Actor-playwright John Hadden aims to peel back layers of mask-ulinity in solo show

John Hadden portrays both himself and his now deceased father, a former CIA agent, in "Travels With a Masked Man," coming to Berkshire Theatre Group's Colonial Theatre on Sunday afternoon.

PITTSFIELD — What makes it so difficult for fathers to be honest with their sons?

In John Hadden's "Travels With a Masked Man," a two-character solo performance that will make a stop at the Colonial Theatre on Father's Day, the actor performs a series of dialogues between him and his late father, a former CIA agent, that not only seek to illuminate the elder's state secrets but also aim to explore the shroud of masculinity that often distances fathers from their sons.

Culled from 18 to 20 hours of interviews that Hadden had taped in 2003 in preparation for a book, the conversations between father and son begin with more concrete discussions of various countries' history and politics before moving into more abstract ruminations on the human condition.

"I think he actually wanted to have a record, especially what he had investigated about the Israeli [nuclear] bomb because he had been silenced, right and left, about 10 years of work he had done on it," said Hadden, 64, of why his father eventually divulged confidential information.

Such a disclosure was shocking to Hadden. The elder John, who died in 2013, had always been tight-lipped about the depths of his knowledge, even after Hadden had discovered his father's profession during a school event at age 16.

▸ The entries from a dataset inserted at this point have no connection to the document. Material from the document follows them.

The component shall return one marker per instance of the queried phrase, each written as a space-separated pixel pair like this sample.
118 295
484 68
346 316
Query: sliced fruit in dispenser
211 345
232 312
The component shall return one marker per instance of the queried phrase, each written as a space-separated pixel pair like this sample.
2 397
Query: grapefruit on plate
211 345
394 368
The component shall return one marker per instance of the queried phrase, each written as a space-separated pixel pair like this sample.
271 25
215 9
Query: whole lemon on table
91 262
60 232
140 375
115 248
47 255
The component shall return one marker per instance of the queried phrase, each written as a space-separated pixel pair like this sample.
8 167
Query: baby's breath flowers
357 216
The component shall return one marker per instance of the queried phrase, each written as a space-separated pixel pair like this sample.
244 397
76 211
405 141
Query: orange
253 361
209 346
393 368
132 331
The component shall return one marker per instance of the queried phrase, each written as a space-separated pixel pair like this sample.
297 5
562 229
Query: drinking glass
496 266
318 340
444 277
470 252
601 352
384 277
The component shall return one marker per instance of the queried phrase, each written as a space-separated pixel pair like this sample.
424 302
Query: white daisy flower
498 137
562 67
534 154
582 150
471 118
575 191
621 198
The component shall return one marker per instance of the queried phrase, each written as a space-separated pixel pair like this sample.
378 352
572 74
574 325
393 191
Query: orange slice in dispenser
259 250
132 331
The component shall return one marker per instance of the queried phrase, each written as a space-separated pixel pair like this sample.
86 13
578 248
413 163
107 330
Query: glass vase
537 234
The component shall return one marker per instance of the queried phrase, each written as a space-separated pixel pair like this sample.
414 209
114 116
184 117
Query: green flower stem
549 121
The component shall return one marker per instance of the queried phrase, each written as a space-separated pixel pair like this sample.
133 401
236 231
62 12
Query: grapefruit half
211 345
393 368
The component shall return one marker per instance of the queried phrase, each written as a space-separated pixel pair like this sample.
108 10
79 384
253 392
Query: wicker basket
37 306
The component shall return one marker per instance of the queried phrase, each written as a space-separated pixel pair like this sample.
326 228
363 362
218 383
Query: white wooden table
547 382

In May of 1970, parents were visiting their children at the Groton School, an all-boys boarding school then, in Groton, Mass. Hadden's had made the trip for the first time. At one point, Hadden found himself standing against a wall with the wife of one of his father's colleagues.

"The two of us were perhaps the most socially awkward people at this gathering," Hadden recalled.

The woman didn't know that Hadden was unaware of his father's line of work. She began talking about her husband and John's time together in the CIA. Until then, Hadden had assumed the elder John was a loyal U.S. Department of State official, one who vehemently disagreed with his son's anti-establishment views, particularly his opposition to the Vietnam War.

"That was partly why I was going to boarding school because the arguments had become too volatile," Hadden said.

They were also dishonest. For decades, the elder John deceived friends and foes alike, according to Hadden. This included mesmerizing them with tactics as varied as cleaning a pipe or making his eyebrows move in figure-eights as he spoke. "He would distract them. He would interrupt his own story to go off on a tangent so that by the time the difficult question came around, they'd forgotten what the question was," Hadden said.

After Groton, Hadden worked in carpentry and other trades before enrolling at SUNY Purchase, where he furthered his passion for theater, an ardor first developed when his father took him to shows in Salzburg, Austria as a young boy. In 1978, Hadden joined Shakespeare & Company, cementing his divergence from his father's path. But the elder John's suppressed stories still weighed heavily on his son's mind. Hadden wanted to write about them, so he boldly asked his father for permission to interview him for a book. He didn't expect a positive response.

"And then he just blew my mind by saying, `Sure,'" Hadden recalled.

The interviews took place at the kitchen table of his parents' home in Brunswick, Maine, where many of their fights had occurred over the years. Hadden ultimately promised not to publish the manuscript until after his father's death. In "Conversations with a Masked Man: My Father, the CIA, and Me," Hadden regularly inserts his own commentary between the bits of dialogue that are dominated by the elder John. In the theatrical version, Hadden has pared these expositions; there are now only about seven 30-second "escapes," Hadden said.

"I can't even take a breath," he said.

During the play, Hadden, 64, sits in a chair surrounded by a six-by-eight-foot picture frame. A beam of light shines on him. He faces the audience, using his voice and gesticulations to distinguish him from his father. For the "escapes," he stands up and moves in front of the light. He has performed the solo act about 20 times, he said, but he used to incorporate multiple actors.

"I think it just works a lot better [now]," said Reilly Hadden, John's 33-year-old son and a former actor. Unlike his father, Reilly doesn't have problems extracting information from his dad. "He was always very — too honest with me sometimes, but I think it was something he cared a great deal about," he said.

"I've shared more than he'd like me to share," the elder Hadden said. But for Hadden, this is a welcome shortcoming. Though not every father is a CIA agent, many still practice the same masculine repression of their innermost thoughts, according to Hadden.

"[With] World War II guys that we always hear, `They won't talk about the war.' I think they'd like to be asked, that they're burdened with the stuff. They don't want to burden their families with the horrors that they remember and their shame," he said.

Through his act, Hadden believes he can get more fathers to open up to their sons.

"The purpose of theater in general for me has become trying to do a performance about one thing or another in order to get people to say things that they have never said before," he said.